Get to work as quick as possible.

This is an experiment and right now only works on OSX with iTerm2.

Installation

npm install phlow -g

Usage

You can use phlow in two ways:

  • Create a ~/.phlow directory and put the JSON files there.
  • And/or create individual phlow.json files in the working directory of each project. In this case you need to set up the PHLOW_HOMEDIR env variable. This tells phlow where your projects are. For example I use /Users/gimenete/projects. Phlow will look in all the subdirectories of the PHLOW_HOMEDIR. By default PHLOW_HOMEDIR is your home directory.

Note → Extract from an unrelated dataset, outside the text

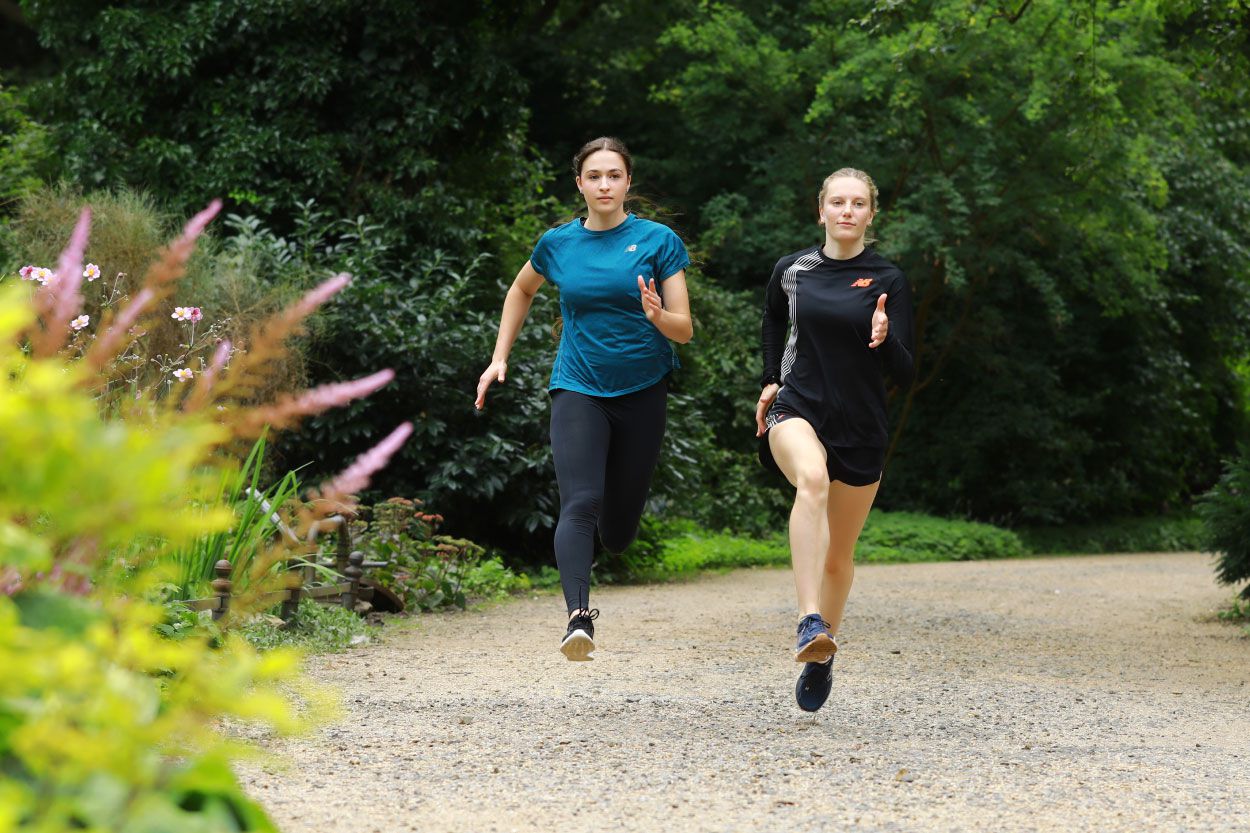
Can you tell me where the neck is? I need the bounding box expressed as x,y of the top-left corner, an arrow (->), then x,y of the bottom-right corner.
821,238 -> 864,260
586,206 -> 629,231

A configuration file looks like this

{
  "dir": "/Users/gimenete/projects/backbeam-lambda-ui",
  "iTerm": {
    "tabs": [
      {
        "panels": [
          {
            "commands": [
              "npm run watch"
            ]
          },
          {
            "split": "vertically",
            "commands": [
              "npm start"
            ]
          },
          {
            "split": "horizontally",
            "commands": [
              "atom ."
            ]
          }
        ]
      }
    ]
  }
}

So you could save that file as:

  • ~/.phlow/project_name.json
  • Or $PHLOW_HOMEDIR/project_name/phlow.json. In this case you don't need to put the dir in the configuration file.

Finally run:

phlow project_name

The project name doesn't need to be strictly equal. Phlow will look for the most similar directory name with a phlow.json file on it or the most similar configuration file under ~/.phlow. Also, phlow will always ask for confirmation before running anything.